President Trump’s appointment of Gina Haspel as the new director of the Central Intelligence Agency has revived memories of the abuses the CIA committed during George W. Bush’s administration. The appointment is indeed deeply troubling, since Haspel ran one of the Agency’s infamous overseas “black sites” that featured “enhanced interrogation” techniques (a cynical euphemism for torture). But as I point out in a new National Interest Online article, Haspel’s conduct is the symptom of a much deeper problem. Both during the Cold War and the war on terror, too many U.S. officials have succumbed to the temptation to combat evil behavior with evil behavior. In the process, they have undermined and imperiled fundamental American values.


There is no question that communist powers and radical Islamic terrorists are morally odious adversaries. The United States rightly condemned Moscow’s subjugation of Eastern Europe and the Kremlin’s global subversion campaigns against other societies. But Washington’s conduct was hardly exemplary, and as the Cold War continued, U.S. behavior became increasingly questionable. Especially shameful were those cases in which Washington subverted and overthrew democratic governments to help install “friendly dictators.” There is now indisputable evidence that the United States was involved in such disreputable moves against elected governments in Iran, Guatemala, Chile, and other countries. Indeed, U.S. leaders seemed to prefer pliable autocrats to unpredictable pluralistic systems. When General Chun Doo‐​hwan overthrew an embryonic democratic government in South Korea, John Wickham, the commander of U.S. forces in that country, excused the seizure of power, saying that South Koreans were “lemming‐​like” and needed a strong leader.


Indeed, in the name of waging the Cold War, U.S. officials flirted with utterly horrific options. During the Kennedy administration, the CIA concocted a scheme to stage false flag attacks, including blowing up civilian airliners, as a phony justification to invade Cuba and oust Fidel Castro. Fortunately, the White House rejected the scheme, but that supposedly ethical officials could even consider murdering innocent Americans as a geopolitical pretext illustrated just how much U.S. policymakers were beginning to emulate their immoral communist counterparts.


The casual willingness to cut moral corners is evident in the war on terror as well. In addition to the CIA’s own use of torture, Washington embraced the practice of rendition, whereby the United States sent accused terrorists to cooperative dictatorships renowned for using torture techniques that made even the U.S. conduct look mild. Those governments included Saudi Arabia’s brutal theocratic autocracy, Hosni Mubarak’s dictatorship in Egypt, and Bashar al-Assad’s regime in Syria. Outsourcing torture in that fashion, however, did nothing to dilute America’s responsibility for the resulting egregious human rights violations.
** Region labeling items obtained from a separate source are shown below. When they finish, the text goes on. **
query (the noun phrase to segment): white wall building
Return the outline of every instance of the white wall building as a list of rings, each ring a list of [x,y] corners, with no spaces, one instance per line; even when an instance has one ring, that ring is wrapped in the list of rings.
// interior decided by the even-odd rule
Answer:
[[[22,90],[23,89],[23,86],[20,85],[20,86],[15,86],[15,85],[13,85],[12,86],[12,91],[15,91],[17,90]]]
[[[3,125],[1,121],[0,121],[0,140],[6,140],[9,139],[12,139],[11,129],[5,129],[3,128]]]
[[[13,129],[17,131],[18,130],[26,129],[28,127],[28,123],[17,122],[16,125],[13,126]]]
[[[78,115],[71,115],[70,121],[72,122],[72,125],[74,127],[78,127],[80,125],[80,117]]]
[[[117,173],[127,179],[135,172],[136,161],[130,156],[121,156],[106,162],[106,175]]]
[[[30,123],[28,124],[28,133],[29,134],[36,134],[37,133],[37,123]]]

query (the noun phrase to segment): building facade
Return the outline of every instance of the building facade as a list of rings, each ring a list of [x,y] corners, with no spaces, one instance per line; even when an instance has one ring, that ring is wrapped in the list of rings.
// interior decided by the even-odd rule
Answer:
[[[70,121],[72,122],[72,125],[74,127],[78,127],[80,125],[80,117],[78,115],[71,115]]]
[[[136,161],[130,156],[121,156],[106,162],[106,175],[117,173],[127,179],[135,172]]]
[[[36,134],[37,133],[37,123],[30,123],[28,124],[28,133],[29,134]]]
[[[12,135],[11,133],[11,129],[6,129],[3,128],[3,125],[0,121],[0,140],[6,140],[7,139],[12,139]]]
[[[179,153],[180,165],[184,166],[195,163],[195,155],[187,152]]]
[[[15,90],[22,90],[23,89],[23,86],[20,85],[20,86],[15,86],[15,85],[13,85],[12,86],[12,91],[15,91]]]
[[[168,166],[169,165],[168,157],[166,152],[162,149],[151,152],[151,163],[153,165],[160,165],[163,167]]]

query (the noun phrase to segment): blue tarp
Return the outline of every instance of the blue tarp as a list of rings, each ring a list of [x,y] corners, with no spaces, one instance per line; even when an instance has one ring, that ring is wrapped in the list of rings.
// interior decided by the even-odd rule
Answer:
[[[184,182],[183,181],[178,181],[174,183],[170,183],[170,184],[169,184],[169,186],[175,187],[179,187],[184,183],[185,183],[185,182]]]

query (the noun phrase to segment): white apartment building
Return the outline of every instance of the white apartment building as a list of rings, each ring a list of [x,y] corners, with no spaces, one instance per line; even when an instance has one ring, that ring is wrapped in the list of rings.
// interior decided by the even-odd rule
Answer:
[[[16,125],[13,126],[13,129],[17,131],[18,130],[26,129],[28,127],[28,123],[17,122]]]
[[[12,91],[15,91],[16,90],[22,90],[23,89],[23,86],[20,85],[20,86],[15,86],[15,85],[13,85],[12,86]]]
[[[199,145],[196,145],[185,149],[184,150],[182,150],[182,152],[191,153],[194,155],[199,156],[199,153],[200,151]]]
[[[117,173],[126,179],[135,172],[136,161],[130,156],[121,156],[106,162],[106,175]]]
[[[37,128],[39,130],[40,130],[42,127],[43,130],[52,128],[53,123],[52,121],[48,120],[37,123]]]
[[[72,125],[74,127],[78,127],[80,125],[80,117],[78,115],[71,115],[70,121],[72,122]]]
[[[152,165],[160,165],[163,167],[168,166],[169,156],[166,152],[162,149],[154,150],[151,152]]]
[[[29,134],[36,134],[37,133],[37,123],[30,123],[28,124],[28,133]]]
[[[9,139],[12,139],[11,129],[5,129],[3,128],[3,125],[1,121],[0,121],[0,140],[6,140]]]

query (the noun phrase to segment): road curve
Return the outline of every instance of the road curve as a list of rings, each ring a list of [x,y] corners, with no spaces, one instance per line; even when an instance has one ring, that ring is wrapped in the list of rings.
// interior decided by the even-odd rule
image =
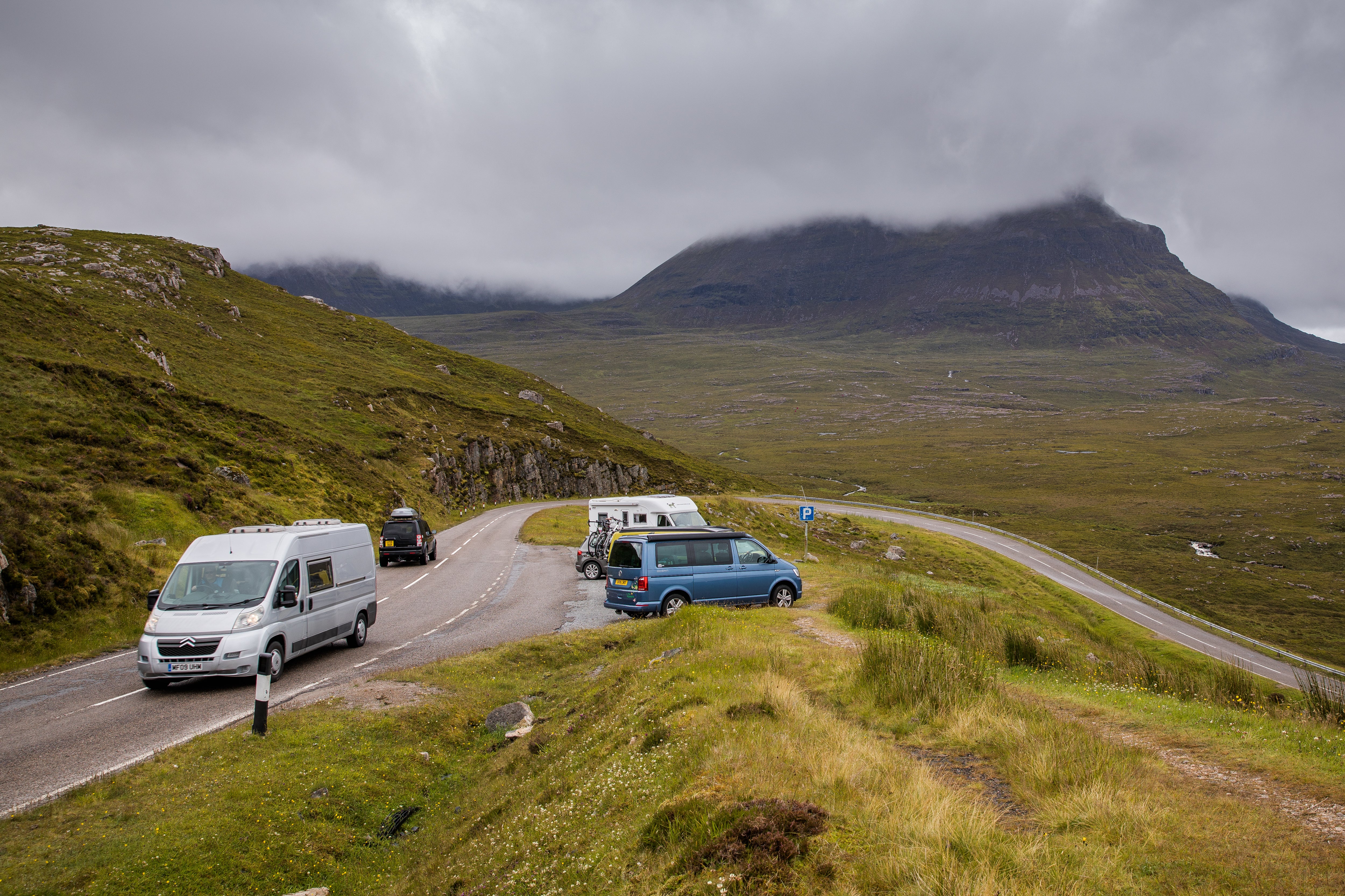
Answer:
[[[518,541],[523,520],[560,504],[490,510],[441,531],[436,563],[378,570],[378,621],[364,646],[338,641],[295,660],[272,705],[560,629],[578,595],[573,553]],[[0,806],[19,811],[252,715],[252,678],[147,690],[134,660],[125,650],[0,685]]]
[[[787,504],[798,506],[799,501],[783,501],[775,498],[761,498],[769,504]],[[1270,678],[1275,684],[1286,685],[1289,688],[1298,688],[1298,681],[1294,678],[1294,668],[1287,662],[1280,662],[1279,660],[1271,660],[1270,657],[1256,653],[1251,647],[1243,646],[1233,641],[1220,638],[1213,635],[1200,626],[1184,622],[1176,617],[1170,617],[1162,610],[1151,607],[1138,598],[1132,598],[1124,591],[1115,588],[1102,579],[1088,575],[1083,570],[1054,557],[1045,551],[1038,551],[1030,544],[1024,544],[1017,539],[1011,539],[998,532],[987,532],[986,529],[978,529],[974,525],[962,525],[952,523],[951,520],[939,520],[928,516],[921,516],[919,513],[902,513],[901,510],[876,510],[873,508],[857,508],[842,504],[827,504],[826,501],[806,501],[814,505],[818,510],[826,510],[827,513],[835,513],[841,516],[866,516],[874,520],[884,520],[886,523],[901,523],[904,525],[913,525],[921,529],[929,529],[932,532],[943,532],[944,535],[951,535],[959,539],[971,541],[975,545],[1001,553],[1011,560],[1017,560],[1029,570],[1040,572],[1052,582],[1061,584],[1076,594],[1100,603],[1102,606],[1119,613],[1131,622],[1141,625],[1154,634],[1176,641],[1177,643],[1190,647],[1198,653],[1204,653],[1208,657],[1215,657],[1216,660],[1223,660],[1224,662],[1236,661],[1244,669],[1251,669],[1259,676]]]

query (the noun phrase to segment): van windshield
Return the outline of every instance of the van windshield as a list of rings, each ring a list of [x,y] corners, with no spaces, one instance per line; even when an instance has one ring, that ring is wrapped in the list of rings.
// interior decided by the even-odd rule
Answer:
[[[274,560],[179,563],[159,594],[164,610],[238,607],[266,596]]]
[[[687,510],[686,513],[674,513],[672,525],[705,525],[705,517],[701,516],[698,510]]]

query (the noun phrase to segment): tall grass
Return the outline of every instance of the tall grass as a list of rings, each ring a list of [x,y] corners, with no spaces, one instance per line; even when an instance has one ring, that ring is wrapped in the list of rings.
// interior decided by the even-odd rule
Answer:
[[[1303,713],[1330,724],[1345,724],[1345,682],[1319,676],[1311,669],[1294,669],[1303,692]]]
[[[1178,700],[1204,700],[1239,709],[1268,705],[1256,677],[1241,665],[1221,662],[1197,669],[1096,642],[1084,646],[1068,639],[1048,641],[1033,630],[1030,619],[999,611],[978,588],[921,580],[859,582],[846,586],[830,611],[857,629],[942,638],[959,656],[993,656],[1010,666],[1081,673]],[[1345,688],[1333,690],[1330,681],[1318,681],[1314,686],[1311,713],[1326,719],[1336,717],[1330,713],[1337,712],[1345,719]]]
[[[990,690],[994,678],[985,656],[907,633],[874,634],[859,657],[859,681],[880,707],[950,709]]]

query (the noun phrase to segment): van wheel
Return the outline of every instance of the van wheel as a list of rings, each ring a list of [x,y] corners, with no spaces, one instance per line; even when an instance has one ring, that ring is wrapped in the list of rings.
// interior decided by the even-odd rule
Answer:
[[[266,645],[266,653],[270,654],[270,680],[276,681],[285,672],[285,642],[276,638]]]
[[[364,638],[369,637],[369,619],[360,613],[355,617],[355,630],[346,635],[346,643],[351,647],[363,647]]]
[[[659,611],[659,615],[670,617],[685,606],[686,606],[686,598],[683,598],[681,594],[674,594],[671,598],[663,602],[663,610]]]

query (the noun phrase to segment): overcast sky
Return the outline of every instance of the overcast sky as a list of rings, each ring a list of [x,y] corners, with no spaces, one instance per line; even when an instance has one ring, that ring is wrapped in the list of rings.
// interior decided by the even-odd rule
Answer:
[[[12,0],[0,222],[601,296],[716,234],[1092,185],[1345,340],[1342,103],[1340,0]]]

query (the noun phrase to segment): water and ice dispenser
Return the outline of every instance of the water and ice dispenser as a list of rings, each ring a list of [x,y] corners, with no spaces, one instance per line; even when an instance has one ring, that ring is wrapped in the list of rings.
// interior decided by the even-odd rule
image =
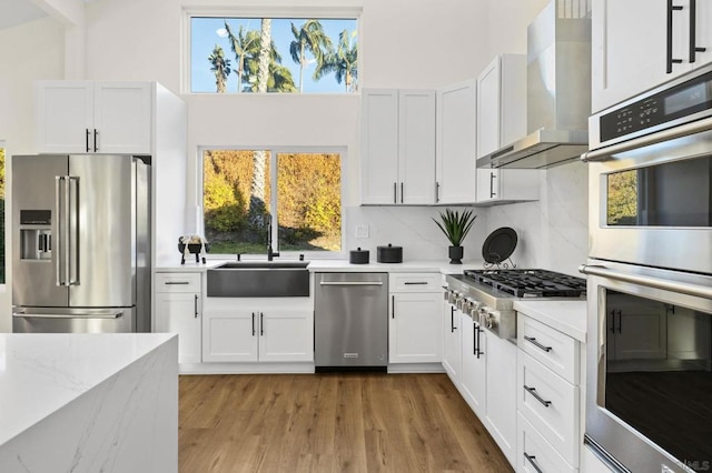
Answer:
[[[52,212],[20,210],[20,259],[52,259]]]

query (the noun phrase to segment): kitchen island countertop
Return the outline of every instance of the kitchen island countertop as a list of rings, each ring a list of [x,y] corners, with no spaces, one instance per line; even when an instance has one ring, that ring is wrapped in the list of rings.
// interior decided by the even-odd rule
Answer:
[[[176,471],[177,350],[170,333],[0,334],[0,471]]]

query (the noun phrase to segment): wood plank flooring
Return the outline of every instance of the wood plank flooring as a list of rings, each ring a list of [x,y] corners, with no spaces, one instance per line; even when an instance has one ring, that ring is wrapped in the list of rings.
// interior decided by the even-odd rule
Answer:
[[[184,375],[196,472],[512,472],[445,374]]]

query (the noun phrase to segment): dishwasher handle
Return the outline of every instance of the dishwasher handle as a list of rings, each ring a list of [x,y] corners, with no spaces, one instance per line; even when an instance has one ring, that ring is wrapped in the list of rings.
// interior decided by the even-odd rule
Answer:
[[[383,285],[383,281],[322,281],[319,285]]]

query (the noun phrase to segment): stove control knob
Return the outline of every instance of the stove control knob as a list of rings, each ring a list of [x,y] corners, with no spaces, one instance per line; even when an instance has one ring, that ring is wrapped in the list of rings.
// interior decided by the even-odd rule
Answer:
[[[469,306],[467,308],[469,310],[469,316],[472,316],[473,319],[476,318],[479,313],[479,308],[482,308],[482,302],[471,300]]]

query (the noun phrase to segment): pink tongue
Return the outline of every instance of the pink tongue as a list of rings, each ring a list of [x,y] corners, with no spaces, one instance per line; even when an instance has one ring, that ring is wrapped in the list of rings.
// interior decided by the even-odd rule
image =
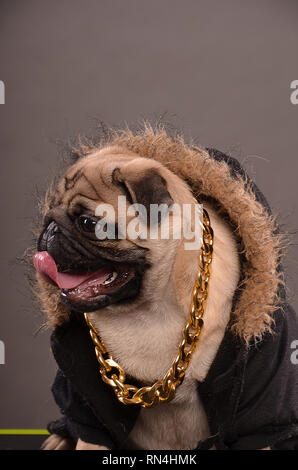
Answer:
[[[37,252],[34,255],[33,263],[36,271],[45,281],[57,284],[60,289],[73,289],[87,280],[94,279],[98,284],[102,284],[111,272],[111,268],[103,268],[96,273],[88,274],[59,273],[55,261],[47,251]]]

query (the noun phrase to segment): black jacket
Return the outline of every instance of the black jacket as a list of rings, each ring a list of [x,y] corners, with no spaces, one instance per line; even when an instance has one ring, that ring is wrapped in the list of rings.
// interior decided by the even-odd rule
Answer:
[[[237,160],[209,153],[224,160],[231,174],[247,178]],[[270,213],[263,194],[250,183]],[[198,383],[211,431],[198,449],[298,449],[298,364],[293,360],[298,319],[283,290],[280,299],[274,331],[259,343],[247,347],[228,326],[206,379]],[[122,405],[102,382],[85,323],[73,314],[51,341],[59,366],[53,394],[64,416],[49,424],[50,432],[121,448],[140,409]]]

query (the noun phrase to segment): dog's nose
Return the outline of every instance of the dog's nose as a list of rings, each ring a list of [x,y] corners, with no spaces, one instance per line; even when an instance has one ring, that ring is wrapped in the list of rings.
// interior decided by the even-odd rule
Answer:
[[[54,243],[54,238],[61,233],[59,225],[57,222],[52,220],[49,225],[44,229],[42,232],[38,244],[37,249],[38,251],[51,251],[51,245]]]

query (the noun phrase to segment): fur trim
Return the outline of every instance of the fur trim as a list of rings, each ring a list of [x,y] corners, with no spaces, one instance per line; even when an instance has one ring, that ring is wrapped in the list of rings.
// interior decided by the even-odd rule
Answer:
[[[153,130],[145,125],[138,133],[111,131],[100,145],[84,144],[78,153],[86,156],[109,146],[111,152],[118,147],[162,163],[189,184],[198,200],[217,201],[244,247],[232,329],[247,343],[271,331],[273,313],[280,307],[278,291],[283,279],[278,267],[283,240],[275,218],[256,200],[249,181],[232,176],[226,162],[214,160],[199,147],[187,146],[182,137],[169,137],[163,127]]]

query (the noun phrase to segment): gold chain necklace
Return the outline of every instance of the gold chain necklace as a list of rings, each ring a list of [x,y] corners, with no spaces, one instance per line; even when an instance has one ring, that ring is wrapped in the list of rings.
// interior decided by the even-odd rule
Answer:
[[[125,405],[140,405],[150,408],[158,403],[169,402],[175,396],[176,388],[183,382],[186,369],[198,344],[206,310],[211,261],[213,253],[213,230],[207,211],[203,210],[203,244],[199,255],[199,272],[192,291],[189,319],[184,327],[178,355],[162,380],[148,387],[137,388],[125,383],[126,375],[122,367],[107,352],[99,333],[93,326],[87,313],[85,320],[90,329],[90,336],[95,346],[102,380],[109,384],[118,400]]]

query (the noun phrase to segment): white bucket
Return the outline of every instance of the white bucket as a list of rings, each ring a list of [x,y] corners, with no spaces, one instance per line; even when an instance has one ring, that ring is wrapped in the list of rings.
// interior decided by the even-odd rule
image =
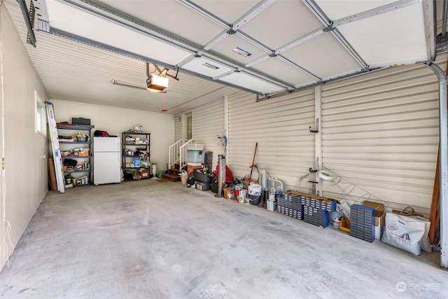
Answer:
[[[261,195],[261,185],[251,183],[251,184],[248,186],[248,189],[249,195],[256,196]]]
[[[181,181],[182,185],[187,184],[187,179],[188,179],[188,173],[185,170],[182,170],[182,172],[179,174],[181,176]]]
[[[244,200],[246,200],[246,190],[245,189],[239,190],[239,195],[238,195],[238,202],[241,204],[244,203]]]
[[[337,228],[341,228],[341,219],[335,218],[333,219],[333,226]]]
[[[272,201],[267,201],[266,202],[266,208],[267,209],[267,211],[275,211],[275,202],[272,202]]]

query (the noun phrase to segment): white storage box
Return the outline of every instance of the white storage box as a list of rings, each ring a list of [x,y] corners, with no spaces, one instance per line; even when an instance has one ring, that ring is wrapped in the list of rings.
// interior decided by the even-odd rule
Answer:
[[[204,163],[204,151],[188,150],[187,163],[191,166],[199,166]]]
[[[187,151],[204,151],[204,144],[190,144],[187,145]]]

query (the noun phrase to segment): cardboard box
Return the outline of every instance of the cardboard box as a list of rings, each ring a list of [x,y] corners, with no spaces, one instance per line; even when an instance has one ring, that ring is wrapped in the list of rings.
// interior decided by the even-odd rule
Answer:
[[[375,239],[381,239],[382,227],[386,225],[384,204],[379,202],[365,200],[364,202],[363,202],[363,205],[375,209]]]
[[[79,151],[78,152],[78,157],[88,157],[89,151]]]
[[[141,173],[141,179],[147,179],[149,177],[149,169],[144,168],[140,169]]]

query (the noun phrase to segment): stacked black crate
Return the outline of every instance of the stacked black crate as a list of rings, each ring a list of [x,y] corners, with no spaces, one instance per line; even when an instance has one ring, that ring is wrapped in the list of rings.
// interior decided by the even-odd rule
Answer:
[[[372,242],[375,239],[375,209],[353,204],[350,207],[350,235]]]
[[[326,228],[330,222],[330,213],[336,209],[336,202],[312,197],[302,197],[303,220],[310,224]]]

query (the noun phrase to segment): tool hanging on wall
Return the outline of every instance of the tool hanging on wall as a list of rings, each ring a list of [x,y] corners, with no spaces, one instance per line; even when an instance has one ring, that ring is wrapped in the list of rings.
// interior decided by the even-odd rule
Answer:
[[[252,172],[253,171],[253,165],[255,164],[255,155],[257,153],[257,147],[258,146],[258,142],[255,144],[255,152],[253,153],[253,159],[252,160],[252,166],[251,167],[251,175],[249,175],[249,181],[247,185],[251,184],[251,179],[252,179]]]

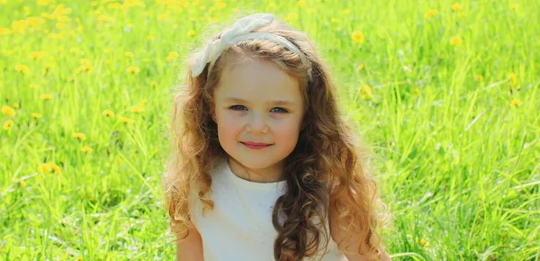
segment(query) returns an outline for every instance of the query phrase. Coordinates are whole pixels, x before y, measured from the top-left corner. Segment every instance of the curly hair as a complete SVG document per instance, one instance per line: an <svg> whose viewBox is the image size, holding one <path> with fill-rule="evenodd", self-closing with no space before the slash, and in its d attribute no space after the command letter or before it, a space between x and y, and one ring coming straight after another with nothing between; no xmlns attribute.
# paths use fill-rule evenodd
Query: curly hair
<svg viewBox="0 0 540 261"><path fill-rule="evenodd" d="M175 149L162 180L171 230L187 236L193 226L188 194L194 184L199 188L196 193L202 212L213 209L210 173L216 159L227 154L220 146L217 125L209 112L213 110L212 93L228 57L239 54L272 61L297 77L305 104L303 128L294 150L285 159L286 193L277 199L272 214L277 231L274 258L302 260L319 253L320 243L326 249L328 231L314 220L326 222L329 208L334 208L338 214L332 222L369 246L367 252L358 248L356 253L366 255L368 260L379 259L377 247L382 240L376 229L382 227L382 219L377 207L383 202L367 164L368 149L358 142L353 126L341 118L328 68L309 37L286 23L274 20L256 31L284 37L306 55L309 63L303 64L297 54L266 40L233 45L194 78L190 67L194 57L185 60L186 77L175 94L171 121ZM311 81L307 77L310 68ZM282 215L284 221L280 222ZM344 243L338 242L340 249Z"/></svg>

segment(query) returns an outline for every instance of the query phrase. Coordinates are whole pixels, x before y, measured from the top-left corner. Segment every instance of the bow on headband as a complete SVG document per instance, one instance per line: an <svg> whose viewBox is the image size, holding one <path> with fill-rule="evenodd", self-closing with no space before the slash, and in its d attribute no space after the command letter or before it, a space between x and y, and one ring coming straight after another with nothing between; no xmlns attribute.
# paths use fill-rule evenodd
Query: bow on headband
<svg viewBox="0 0 540 261"><path fill-rule="evenodd" d="M263 32L252 32L257 28L270 24L272 21L274 21L274 15L270 14L256 14L238 20L231 29L226 30L220 39L208 43L204 50L196 56L193 65L192 76L198 76L202 73L207 63L214 62L225 50L247 39L266 39L281 43L291 51L300 55L302 63L307 64L305 55L285 38Z"/></svg>

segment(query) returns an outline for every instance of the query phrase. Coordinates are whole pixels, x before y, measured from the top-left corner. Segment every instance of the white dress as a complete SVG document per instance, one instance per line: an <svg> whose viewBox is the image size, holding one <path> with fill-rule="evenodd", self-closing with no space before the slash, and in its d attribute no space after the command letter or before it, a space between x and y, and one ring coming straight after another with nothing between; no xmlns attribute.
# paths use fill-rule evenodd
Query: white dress
<svg viewBox="0 0 540 261"><path fill-rule="evenodd" d="M275 201L284 194L286 181L256 183L237 176L226 160L212 176L213 210L202 213L202 203L196 193L190 195L190 214L202 238L205 261L274 261L274 240L277 232L272 224ZM195 187L194 191L198 191ZM326 223L327 230L328 220ZM321 237L321 246L326 238ZM319 255L324 253L320 250ZM322 261L337 261L343 254L328 241ZM319 260L315 256L304 260Z"/></svg>

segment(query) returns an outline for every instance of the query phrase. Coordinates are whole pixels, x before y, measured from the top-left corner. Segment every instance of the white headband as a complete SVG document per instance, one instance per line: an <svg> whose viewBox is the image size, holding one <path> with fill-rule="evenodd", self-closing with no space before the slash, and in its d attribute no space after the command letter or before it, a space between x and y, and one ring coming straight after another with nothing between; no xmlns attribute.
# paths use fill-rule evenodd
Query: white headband
<svg viewBox="0 0 540 261"><path fill-rule="evenodd" d="M274 15L270 14L255 14L238 20L231 29L226 30L220 39L209 42L206 48L196 55L195 61L193 64L192 76L196 77L202 73L206 64L215 62L225 50L248 39L266 39L281 43L291 51L298 54L302 62L308 65L305 54L285 38L269 32L252 32L255 29L270 24L272 21L274 21ZM308 74L310 79L310 70Z"/></svg>

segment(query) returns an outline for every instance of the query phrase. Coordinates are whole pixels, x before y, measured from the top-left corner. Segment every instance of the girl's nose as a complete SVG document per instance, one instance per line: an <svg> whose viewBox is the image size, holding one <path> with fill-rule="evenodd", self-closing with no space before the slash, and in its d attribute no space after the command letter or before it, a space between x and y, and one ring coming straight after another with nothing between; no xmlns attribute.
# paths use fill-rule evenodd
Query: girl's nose
<svg viewBox="0 0 540 261"><path fill-rule="evenodd" d="M249 122L246 125L246 130L249 132L268 132L268 126L266 125L265 117L257 113L252 113Z"/></svg>

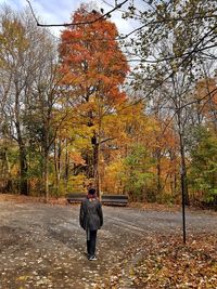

Washington’s overseas military conduct in the war on terror is equally troubling. The awful destruction that U.S. forces have visited on Afghanistan, Iraq, Libya, and Syria has resulted in the deaths of hundreds of thousands of innocent civilians and turned millions of others into destitute refugees. In addition to the needless carnage that the U.S. military has inflicted directly, the United States is an active accomplice in Saudi Arabia’s atrocity‐​filled war in Yemen.


The German philosopher Friedrich Nietzsche expressed the cautionary admonition: “Beware that, when fighting monsters, you yourself do not become a monster.” Too often, U.S. leaders have ignored that warning. In doing so, they have established disturbing, sometimes horrifying, precedents that betray the basic values of a liberal democracy.